Around 450 RemoteApp Sessions limit on Windows Server 2012 R2 Remote Desktop Services Session Host without apparent bottleneck - RDS Broker scalability issue

Hi

We have an RDS farm with the following set-up (using Windows Server 2012 R2) to serve RemoteApps to our clients:

  • Two RDS Gateways
  • Four Session Hosts (24-physical processors and 512 GB ram each)
  • User profile disks enabled
  • One RDS Licensing Server
  • Two RDS Broker Servers

The problem we are facing is that it seems like there's a "magic number" of about 450 connections (fluctuating between 445 and 455) per each Session Host.

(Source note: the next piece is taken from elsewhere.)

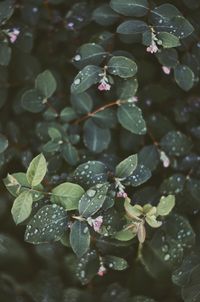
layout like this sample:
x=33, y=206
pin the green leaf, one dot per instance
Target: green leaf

Once this number is reached users start to report:

  • General session slowness (slow update of Remote App window contents)
  • Some users are unable to log in to their (new) session
  • Some users are connecting but presented with "empty" screen
  • Some users are getting (randomly?) disconnected 

When the issue happens, based on performance counters, the CPU is in range of 30%, RAM has about 200 GB free.

Processor Queue length during the day is mostly within "<2 range", with ~30% of the time going higher up to 6 intermittently (not consistently), and with ~1.5% of the time being more than 10. (There's no continuous queue build-up) So our understanding that this is not a CPU/RAM limitation. 

There were no limits on concurrent number of sessions set on Session Hosts as of SW side to my knowledge. Review of Application/System/RdpCoreTs Logs does not show anything really suspicious at the time the limit is hit, the errors/warnings in event logs do not correlate with timing of the problem.

We've been investigating this issue for a several weeks now and it's still absolutely unclear what could cause such limitation. Maybe someone experienced similar issues.

Any suggestions are welcome.



  • Edited by Igor Malin Friday, August 14, 2015 4:05 AM updated title
August 9th, 2015 11:38pm

Interesting observation:

After about ~300 sessions, the Task Manager UI degrades and looks like this:

Notice the fonts. Also taskmgr is very slow. If performance view is opened, the performance graph is either not drawn/"stuck" or rendered with artifacts:

Not sure if it's related to the experienced problem, or maybe Task Manager just cannot handle the increased number of open processes...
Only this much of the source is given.